🤖 AI Summary
Deep reinforcement learning suffers from inefficient coordination between perception and decision-making modules—particularly under high-dimensional sensory inputs and dynamically varying feature correlations.
Method: This paper pioneers modeling the internal perception-policy interaction within a single agent as a cooperative Stackelberg game: the perception module acts as the leader, optimizing interpretable and robust feature representations; the policy module serves as the follower, executing decisions based on these representations. We provide theoretical convergence guarantees via a corrected Bellman operator. The method integrates Stackelberg equilibrium computation, corrected Bellman optimization, the PPO policy gradient framework, and end-to-end differentiable perceptual encoding.

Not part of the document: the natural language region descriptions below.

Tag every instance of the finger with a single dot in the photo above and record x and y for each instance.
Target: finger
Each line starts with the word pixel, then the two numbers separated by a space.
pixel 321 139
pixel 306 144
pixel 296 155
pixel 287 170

Results: On the Atari BeamRider task, our approach achieves approximately 30% higher cumulative return than standard PPO, empirically validating the dual advantages of the game-theoretic perception-decision decoupling mechanism—both in representation quality and policy performance.
📝 Abstract
Deep reinforcement learning agents often face challenges to effectively coordinate perception and decision-making components, particularly in environments with high-dimensional sensory inputs where feature relevance varies. This work introduces SPRIG (Stackelberg Perception-Reinforcement learning with Internal Game dynamics), a framework that models the internal perception-policy interaction within a single agent as a cooperative Stackelberg game. In SPRIG, the perception module acts as a leader, strategically processing raw sensory states, while the policy module follows, making decisions based on extracted features. SPRIG provides theoretical guarantees through a modified Bellman operator while preserving the benefits of modern policy optimization. Experimental results on the Atari BeamRider environment demonstrate SPRIG's effectiveness, achieving around 30% higher returns than standard PPO through its game-theoretical balance of feature extraction and decision-making.